Some battles get put aside in the face of a defeat, like the plans the Liberal Party has to privatise the Australian Broadcasting Corporation. Too hard right now? Let’s try again down the track.

On the left, one battle has just been lost but will undoubtedly be revisited again in the future at a more opportune time. The crisis happened when The Saturday Paper decided to disqualify writers submitting essays for the Horne Prize, for which it organises the judging, where they were writing about issues important to minorities but where the writer was not a part of the minority in question. The conditions the outlet had put on the prize had made Anna Funder, an Australian author who had been asked to judge entries for the prize, retire from the judging panel. Then journalist David Marr, who was also a judge, retired as well. The paper then backflipped.

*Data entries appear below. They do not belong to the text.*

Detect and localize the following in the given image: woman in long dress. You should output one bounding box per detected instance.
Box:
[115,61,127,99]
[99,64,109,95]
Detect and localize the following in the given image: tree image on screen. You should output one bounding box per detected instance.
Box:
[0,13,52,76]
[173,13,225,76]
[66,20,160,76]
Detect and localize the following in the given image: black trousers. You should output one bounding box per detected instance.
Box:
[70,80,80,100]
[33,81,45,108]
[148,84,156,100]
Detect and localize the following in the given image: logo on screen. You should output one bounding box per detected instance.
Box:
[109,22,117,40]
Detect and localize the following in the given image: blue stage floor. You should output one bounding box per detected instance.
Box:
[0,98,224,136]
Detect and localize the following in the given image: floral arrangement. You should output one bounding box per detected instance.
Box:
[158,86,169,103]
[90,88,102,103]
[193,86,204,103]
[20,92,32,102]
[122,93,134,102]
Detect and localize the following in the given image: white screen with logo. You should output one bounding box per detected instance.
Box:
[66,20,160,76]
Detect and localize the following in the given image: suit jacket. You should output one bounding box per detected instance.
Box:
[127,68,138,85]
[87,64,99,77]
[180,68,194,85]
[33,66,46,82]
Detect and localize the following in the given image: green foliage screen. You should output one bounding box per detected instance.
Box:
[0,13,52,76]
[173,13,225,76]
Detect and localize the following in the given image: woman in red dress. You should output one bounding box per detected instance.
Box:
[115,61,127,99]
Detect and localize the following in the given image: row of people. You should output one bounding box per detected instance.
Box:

But the issue is not going away. The episode underscores an ugly tendency on the left to reward political correctness at the expense of true enquiry or scholarship. But it’s completely nonsensical. If it’s fine for people living, say, on the subcontinent to enjoy the benefits of science and democracy – both of which were innovations that emerged in Europe at specific moments in history for specific reasons at specific points in time – then it should be fine for an Anglo to celebrate the birth of Krishna in the southern spring alongside any other person who chooses this form of religion. What’s wrong with practicing yoga if you are from a Greek background? Who’s to say what you should or should not do if it hurts no-one and is good for you?

But the PC brigade are immune to reason, and only see what already agrees with their views. You cannot argue with them, especially not on social media, where the extreme views get all the attention, hollowing out the middle and making it impossible for reasonable ideas to flourish. And the overreach of the left is hurting its chances of convincing those with opposing views. The more solidly they back their jaded nags in the stale races they run online the more likely others, with different views, will be to take polar-opposite positions. A stalemate ensues.

The judging episode however points to a disturbing contemporary trend in the public sphere, where different groups of people try to quarantine issues against criticism, and only acknowledge the validity of opinions from people who they judge to be qualified to comment on them. In this kind of environment, competition between ideas is jettisoned as too confronting as people insist on a limited version of reality that belongs to them in a personal way. They resent any attempt by people outside the tent to make comments about select issues, and ignore what they say if it goes against cherished notions.

But this is the new normal, which is why it’s more important than ever to keep the ABC free for the user, and ad-free. The ABC at least functions as some sort of clearing house for the truth.